Терьер "Святая Выдра" вскакивает на ноги и спешит к Флоре, озираясь, смотрит сощуренными близорукими глазами через пруд - видит фигуру своей предшественницы, которую, возможно, узнает. Привидение самой печальной красоты, но более пугающее в своей торжественности, чем то, другое, - мужчина. (Поскольку мужчину, с его сексуально-агрессивной, самоуверенной позой, можно определить как просто мужчину, а это существо, видит "Святая Выдра", не что иное, как вурдалак).
С безотчетной силой гувернантка берет Флору за руку, в ужасе восклицая:
- Мой Бог, что за… кошмар! Закрой глаза, детка! Спрячься!

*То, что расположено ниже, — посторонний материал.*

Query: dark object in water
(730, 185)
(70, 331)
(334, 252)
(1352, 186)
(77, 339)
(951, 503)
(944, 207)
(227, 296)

Флора в слезах сопротивляется. Изумленная и моргающая, словно ее ударили по лицу, она убеждает, что ничего не видит, что там ничего нет. Хотя Джесел неотрывно смотрит в бессильной злобе, гувернантка быстро и властно уводит плачущего ребенка, схватив ее за обе ручки, бормоча слова упрека и утешения:
- Не смотри на нее, Флора! Жуткая, отвратительная гадость. Ты в безопасности.
* * *
Жуткая, отвратительная гадость. При жизни она была такой скромной девушкой, безупречно ухоженная как духовно, так и физически, да, и христианка, конечно, и девственница… конечно.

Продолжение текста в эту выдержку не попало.